Xen 3.1.1 is released, maybe that will help? I have the feeling we shouldn't get our hopes up for having this fixes through this bugreport, echo'ing in /dev/null will have more effect i'm afraid :)

Revision history for this message
Bart Verwilst (verwilst) wrote :

Seems like this is the same bug: http://bugzilla.xensource.com/bugzilla/show_bug.cgi?id=195

For the record:

xm dmesg | grep -i "platform timer"
(XEN) Platform timer is 1.193MHz PIT

Revision history for this message
Bart Verwilst (verwilst) wrote :

Frankly i'm out of ideas. I've compiled several kernels with several different patches, non of them work. I've been spending 3 full days on this problem, and i'm fed up.

Revision history for this message
Bart Verwilst (verwilst) wrote :

Changed title because it doesn't just happen while suspending..

Revision history for this message
Martin Emrich (emme) wrote :

Yep, I played around with different settings, too. Enabling/disabling ACPI or HPET did not make a difference. And using "noapic" breaks the arcmsr driver for our RAID controller. The box went fine for a few days now, but there's already one of these "time went backwards" messages in the syslog, so i'm expecting the lock up soon.
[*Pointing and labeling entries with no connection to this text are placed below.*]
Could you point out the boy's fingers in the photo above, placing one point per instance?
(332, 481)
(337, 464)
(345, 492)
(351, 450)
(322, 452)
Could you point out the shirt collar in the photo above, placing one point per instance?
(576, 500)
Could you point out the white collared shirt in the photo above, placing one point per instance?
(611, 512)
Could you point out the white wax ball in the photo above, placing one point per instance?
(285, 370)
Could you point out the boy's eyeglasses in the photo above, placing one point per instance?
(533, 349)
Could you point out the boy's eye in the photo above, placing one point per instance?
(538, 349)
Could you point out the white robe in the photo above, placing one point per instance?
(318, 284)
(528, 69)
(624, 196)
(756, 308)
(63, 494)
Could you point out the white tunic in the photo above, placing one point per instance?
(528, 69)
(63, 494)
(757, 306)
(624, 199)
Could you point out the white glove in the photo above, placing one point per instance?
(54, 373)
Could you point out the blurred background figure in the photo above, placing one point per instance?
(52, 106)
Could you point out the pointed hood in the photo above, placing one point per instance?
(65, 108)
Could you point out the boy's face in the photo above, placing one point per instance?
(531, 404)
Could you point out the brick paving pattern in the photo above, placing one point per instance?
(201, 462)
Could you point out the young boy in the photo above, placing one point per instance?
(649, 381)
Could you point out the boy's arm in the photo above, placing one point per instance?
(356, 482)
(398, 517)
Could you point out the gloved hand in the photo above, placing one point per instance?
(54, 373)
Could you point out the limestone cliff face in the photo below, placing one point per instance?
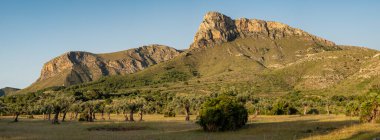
(79, 67)
(217, 28)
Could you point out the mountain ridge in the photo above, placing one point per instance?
(244, 52)
(77, 67)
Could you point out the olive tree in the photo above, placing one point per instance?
(60, 103)
(2, 107)
(222, 113)
(188, 102)
(90, 108)
(370, 108)
(75, 108)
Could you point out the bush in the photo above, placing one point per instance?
(83, 117)
(222, 113)
(169, 112)
(284, 108)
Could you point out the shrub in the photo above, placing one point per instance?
(284, 108)
(222, 113)
(170, 112)
(83, 117)
(370, 108)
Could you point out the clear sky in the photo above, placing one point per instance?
(35, 31)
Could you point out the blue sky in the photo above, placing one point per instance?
(35, 31)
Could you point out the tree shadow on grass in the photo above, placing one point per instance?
(365, 135)
(295, 129)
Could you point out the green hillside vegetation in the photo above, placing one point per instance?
(8, 90)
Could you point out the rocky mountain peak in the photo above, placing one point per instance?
(76, 67)
(217, 28)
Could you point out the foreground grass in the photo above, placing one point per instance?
(157, 127)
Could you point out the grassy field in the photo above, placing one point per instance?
(324, 127)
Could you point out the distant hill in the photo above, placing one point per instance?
(80, 67)
(264, 57)
(8, 90)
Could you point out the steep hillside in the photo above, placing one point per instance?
(79, 67)
(8, 90)
(262, 56)
(253, 55)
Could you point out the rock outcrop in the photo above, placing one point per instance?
(80, 67)
(217, 28)
(7, 91)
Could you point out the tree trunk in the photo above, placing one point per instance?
(131, 116)
(126, 116)
(141, 114)
(64, 116)
(103, 115)
(328, 110)
(187, 113)
(256, 113)
(304, 110)
(93, 116)
(43, 115)
(55, 119)
(16, 118)
(90, 117)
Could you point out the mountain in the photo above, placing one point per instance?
(80, 67)
(264, 57)
(7, 91)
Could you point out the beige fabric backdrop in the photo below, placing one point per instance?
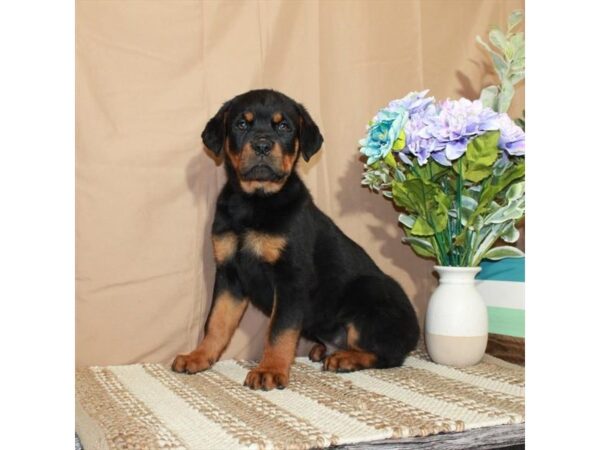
(148, 76)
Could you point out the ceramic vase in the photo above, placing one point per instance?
(456, 323)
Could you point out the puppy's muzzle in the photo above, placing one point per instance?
(262, 146)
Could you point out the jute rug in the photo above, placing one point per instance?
(147, 406)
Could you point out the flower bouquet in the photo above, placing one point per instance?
(456, 170)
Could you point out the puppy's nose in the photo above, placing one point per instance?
(262, 146)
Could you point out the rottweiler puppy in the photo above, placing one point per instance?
(275, 249)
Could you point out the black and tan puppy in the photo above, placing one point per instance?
(274, 248)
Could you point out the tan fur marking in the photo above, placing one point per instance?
(353, 337)
(224, 318)
(224, 246)
(266, 247)
(280, 353)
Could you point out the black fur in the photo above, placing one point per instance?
(323, 281)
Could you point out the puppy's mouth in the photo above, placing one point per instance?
(261, 172)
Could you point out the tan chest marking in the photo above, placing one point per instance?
(265, 246)
(224, 246)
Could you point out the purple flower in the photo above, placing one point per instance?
(512, 137)
(457, 123)
(419, 141)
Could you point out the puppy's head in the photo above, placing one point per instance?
(262, 133)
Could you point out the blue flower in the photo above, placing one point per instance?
(382, 133)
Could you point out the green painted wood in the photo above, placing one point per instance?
(506, 321)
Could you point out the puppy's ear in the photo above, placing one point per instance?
(214, 133)
(309, 134)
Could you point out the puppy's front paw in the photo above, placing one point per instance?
(266, 379)
(192, 363)
(348, 361)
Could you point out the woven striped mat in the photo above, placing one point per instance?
(147, 406)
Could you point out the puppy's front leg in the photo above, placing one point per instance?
(280, 347)
(227, 309)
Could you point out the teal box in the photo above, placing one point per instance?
(502, 286)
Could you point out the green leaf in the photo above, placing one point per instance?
(511, 212)
(500, 66)
(511, 235)
(468, 205)
(514, 19)
(507, 91)
(480, 156)
(505, 251)
(517, 41)
(489, 96)
(424, 199)
(390, 160)
(515, 191)
(406, 220)
(400, 143)
(496, 185)
(421, 246)
(422, 228)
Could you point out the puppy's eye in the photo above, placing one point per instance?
(283, 126)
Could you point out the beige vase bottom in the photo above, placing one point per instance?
(456, 351)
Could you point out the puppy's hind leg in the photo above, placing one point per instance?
(317, 353)
(381, 324)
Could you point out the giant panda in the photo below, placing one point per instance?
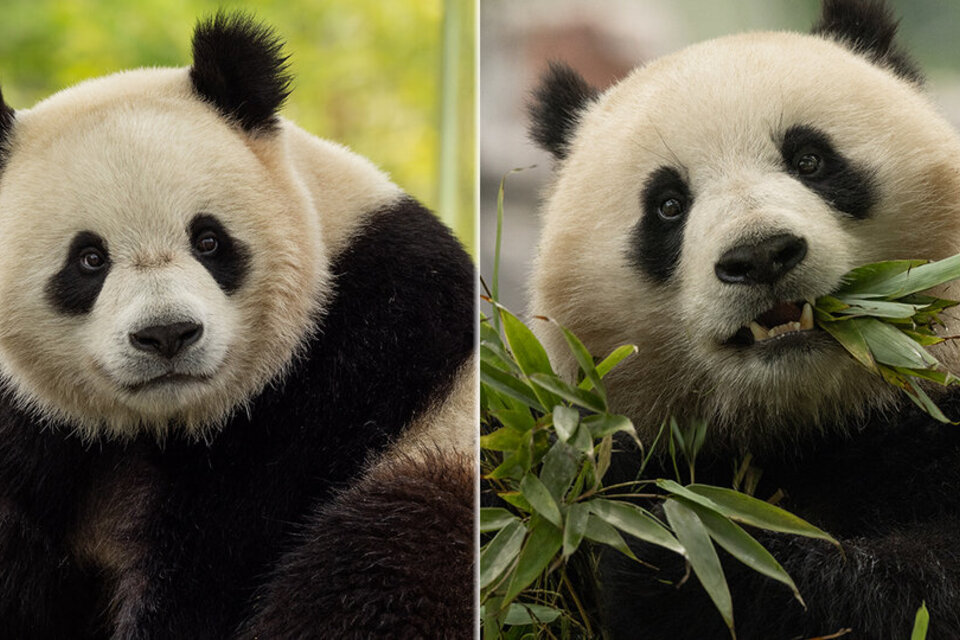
(237, 396)
(699, 204)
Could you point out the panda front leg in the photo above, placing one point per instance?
(874, 589)
(390, 557)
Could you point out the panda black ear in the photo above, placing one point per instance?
(239, 67)
(6, 125)
(556, 108)
(868, 27)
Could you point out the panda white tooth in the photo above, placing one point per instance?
(806, 317)
(759, 333)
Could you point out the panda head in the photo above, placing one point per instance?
(701, 202)
(160, 262)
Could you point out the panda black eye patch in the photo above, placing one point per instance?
(657, 238)
(226, 258)
(811, 158)
(74, 289)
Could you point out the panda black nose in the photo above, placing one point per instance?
(763, 262)
(167, 340)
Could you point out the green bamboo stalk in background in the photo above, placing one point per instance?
(456, 196)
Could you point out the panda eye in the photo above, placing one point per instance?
(206, 243)
(92, 260)
(671, 208)
(808, 164)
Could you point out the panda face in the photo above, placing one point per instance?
(706, 198)
(159, 265)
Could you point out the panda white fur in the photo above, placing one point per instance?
(237, 369)
(725, 185)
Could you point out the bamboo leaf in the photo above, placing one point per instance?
(742, 546)
(504, 439)
(917, 279)
(599, 531)
(574, 395)
(879, 308)
(516, 499)
(565, 421)
(605, 424)
(542, 545)
(869, 277)
(560, 467)
(850, 338)
(522, 614)
(494, 518)
(509, 385)
(702, 557)
(617, 356)
(921, 623)
(585, 360)
(890, 346)
(521, 421)
(747, 509)
(527, 350)
(500, 552)
(574, 527)
(633, 520)
(539, 497)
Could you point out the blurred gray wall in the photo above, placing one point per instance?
(603, 39)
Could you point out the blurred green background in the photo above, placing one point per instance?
(368, 73)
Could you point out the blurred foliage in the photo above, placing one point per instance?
(367, 72)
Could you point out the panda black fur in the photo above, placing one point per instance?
(299, 465)
(670, 190)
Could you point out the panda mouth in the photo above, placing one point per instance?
(783, 319)
(169, 378)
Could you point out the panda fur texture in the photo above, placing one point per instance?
(238, 376)
(725, 184)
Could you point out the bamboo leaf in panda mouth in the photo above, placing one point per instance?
(881, 316)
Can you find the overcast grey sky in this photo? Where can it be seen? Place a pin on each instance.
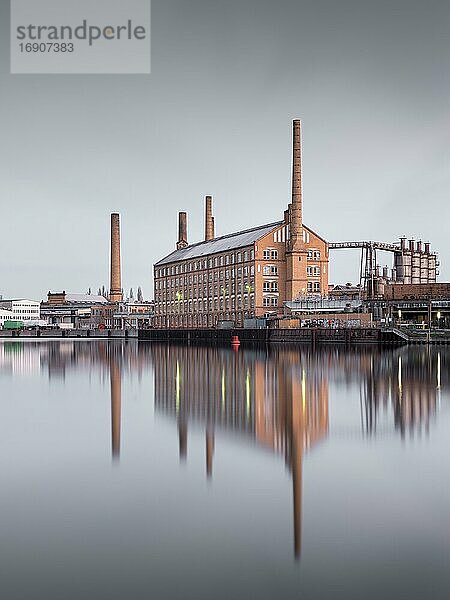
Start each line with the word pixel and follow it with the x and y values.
pixel 370 81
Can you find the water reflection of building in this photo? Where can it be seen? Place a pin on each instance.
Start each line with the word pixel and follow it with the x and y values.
pixel 281 403
pixel 17 358
pixel 407 381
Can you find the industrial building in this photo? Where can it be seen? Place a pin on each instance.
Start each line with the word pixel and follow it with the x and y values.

Revision history for this message
Martin Emrich (emme) wrote :

This morning, it happened again:

Oct 11 12:44:01 beelzebot kernel: [80251.276057] printk: 4 messages suppressed.
Oct 11 12:44:01 beelzebot kernel: [80251.276062] clocksource/0: Time went backwards: delta=-999999319 shadow=80251276002078 offset=59391
Oct 12 15:48:10 beelzebot kernel: [177694.609813] Setting mem allocation to 4063232 kiB
Oct 12 15:48:10 beelzebot kernel: [177694.626366] Setting mem allocation to 4063232 kiB
Oct 13 06:16:29 beelzebot kernel: [229782.674001] clocksource/0: Time went backwards: delta=-6934879990527637305 shadow=229782673990236 offset=8063
May 8 01:39:03 beelzebot kernel: [229782.674007] clockso4605907
May 8 01:39:03 beelzebot kernel: [247527.670711] printk: 4 messages suppressed.
May 8 01:39:03 beelzebot kernel: [247527.670713] clocksource/0: Time went backwards: delta=-6934862245530924326 shadow=247526746101540 offset=924610392
May 8 01:39:03 beelzebot kernel: [247527.670715] printk: 4 messages suppressed.
May 8 01:39:03 beelzebot kernel: [247527.670717] clocksource/0: Time went backwards: delta=-6934862245530919819 shadow=247526746101540 offset=924614874
May 8 01:39:03 beelzebot kernel: [247527.670720] printk: 4 messages suppressed.
May 8 01:39:03 beelzebot kernel: [247527.670722] clocksource/0: Time went backwards: delta=-6934862245530915364 shadow=247526746101540 offset=924619332
May 8 01:39:03 beelzebot kernel: [247527.670724] printk: 4 messages suppressed.
.
.

shutting down on of the DomUs reliably crashes the whole box :(

Revision history for this message
Bart Verwilst (verwilst) wrote :

Euh, i just might have found the something interesting..
This morning, i wanted to check my mails ( which run in a domU ). I noticed i couldn't get to it, "Unable to connect", as usual.. But i had cacti open, which could read snmp from the server just fine.
I logged in through SSH, and noticed that the date was set to "Fri Dec 22 22:49:54 CET 2226", and not going forward anymore. The clock had stopped.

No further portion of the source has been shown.